La soluzione al paradosso dell’Himalaya, dove nonostante il veloce scioglimento dei ghiacci le temperature in quota sembrano rimanere invariate, potrebbe trovarsi nei capricci dei venti. Questo enigma è stato oggetto di studio da parte di un gruppo di ricerca guidato da Francesca Pellicciotti, esperta del Consiglio Nazionale delle Ricerche e dell’Istituto di Scienza e Tecnologia austriaco. I risultati della loro indagine sono stati pubblicati su Nature Geoscience.

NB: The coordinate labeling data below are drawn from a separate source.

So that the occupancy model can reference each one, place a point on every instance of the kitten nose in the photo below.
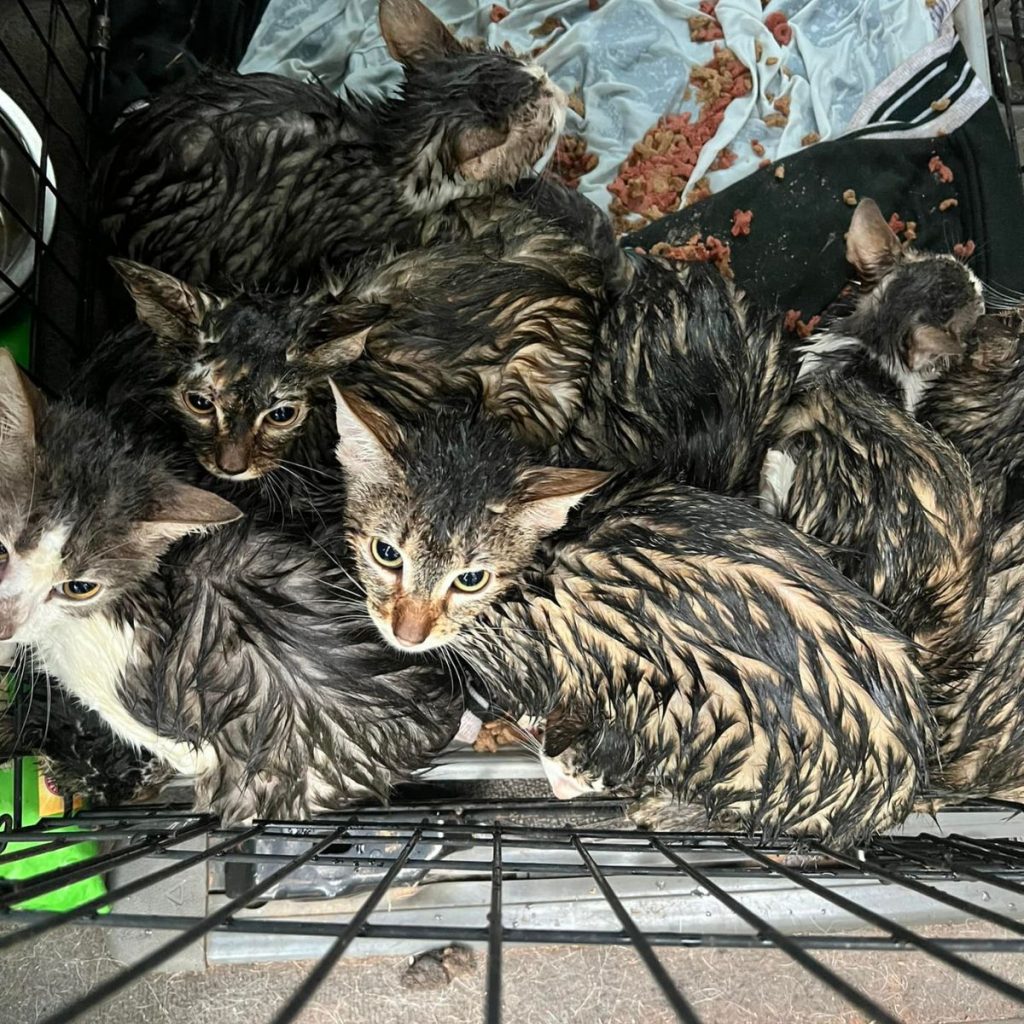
(412, 622)
(233, 457)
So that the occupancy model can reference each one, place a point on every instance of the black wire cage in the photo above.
(472, 879)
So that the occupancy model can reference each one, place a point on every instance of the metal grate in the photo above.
(645, 891)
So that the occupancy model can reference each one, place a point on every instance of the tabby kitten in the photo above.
(233, 383)
(239, 384)
(851, 468)
(235, 657)
(704, 648)
(256, 179)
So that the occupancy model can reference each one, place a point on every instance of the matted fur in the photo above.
(256, 179)
(982, 741)
(682, 366)
(698, 645)
(244, 657)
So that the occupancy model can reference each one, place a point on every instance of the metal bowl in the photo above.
(20, 156)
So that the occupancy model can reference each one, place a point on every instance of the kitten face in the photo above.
(83, 519)
(918, 307)
(443, 517)
(242, 376)
(496, 113)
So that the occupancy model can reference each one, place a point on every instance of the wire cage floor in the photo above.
(500, 876)
(696, 923)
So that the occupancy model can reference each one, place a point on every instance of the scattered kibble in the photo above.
(547, 27)
(710, 250)
(741, 222)
(940, 170)
(778, 25)
(571, 161)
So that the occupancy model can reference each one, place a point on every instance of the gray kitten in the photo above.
(242, 658)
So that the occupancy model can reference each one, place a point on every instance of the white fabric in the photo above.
(632, 58)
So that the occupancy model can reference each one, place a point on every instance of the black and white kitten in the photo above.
(259, 180)
(243, 658)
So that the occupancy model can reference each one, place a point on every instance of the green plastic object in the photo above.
(69, 897)
(15, 333)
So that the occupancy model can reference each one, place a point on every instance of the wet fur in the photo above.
(194, 183)
(243, 657)
(706, 648)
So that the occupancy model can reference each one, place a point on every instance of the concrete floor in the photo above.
(551, 985)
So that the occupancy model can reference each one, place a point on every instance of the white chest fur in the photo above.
(89, 657)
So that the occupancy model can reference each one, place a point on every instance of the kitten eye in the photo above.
(283, 415)
(385, 554)
(198, 402)
(470, 583)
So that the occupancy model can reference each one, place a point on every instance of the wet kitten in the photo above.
(235, 657)
(848, 466)
(256, 179)
(706, 649)
(978, 403)
(239, 384)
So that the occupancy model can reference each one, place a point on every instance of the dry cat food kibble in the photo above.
(656, 172)
(710, 250)
(571, 161)
(741, 222)
(940, 170)
(778, 25)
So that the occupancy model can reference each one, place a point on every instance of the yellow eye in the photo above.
(470, 583)
(198, 402)
(385, 554)
(283, 416)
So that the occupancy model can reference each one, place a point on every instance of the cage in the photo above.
(472, 881)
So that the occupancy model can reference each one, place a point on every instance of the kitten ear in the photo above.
(930, 345)
(474, 152)
(413, 34)
(366, 436)
(185, 509)
(871, 246)
(550, 493)
(20, 406)
(172, 308)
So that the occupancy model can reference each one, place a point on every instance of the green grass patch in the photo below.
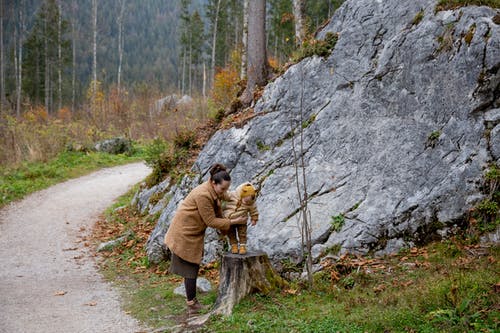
(447, 286)
(16, 183)
(454, 4)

Nonostante la crisi climatica stia causando un rapido scioglimento dei ghiacciai himalayani, spesso più accelerato rispetto ad altre regioni, le analisi provenienti da stazioni meteorologiche come il Laboratorio-Osservatorio Internazionale Piramide, situato a 5000 metri, suggeriscono che la temperatura dell’aria non abbia subito variazioni significative nel corso dei decenni. “Sappiamo che gli effetti del riscaldamento dipendono dall’altitudine: le cime delle montagne risentono maggiormente dell’effetto del global warming e si riscaldano più velocemente”, spiega Franco Salerno, coautore dello studio e ricercatore Cnr-Isp. “Tuttavia, abbiamo scoperto che una stazione climatica d’alta quota alla base del Monte Everest, in Nepal, ha mostrato un fenomeno inaspettato: le medie della temperatura misurate dell’aria sono rimaste sospettosamente stabili, invece di aumentare”.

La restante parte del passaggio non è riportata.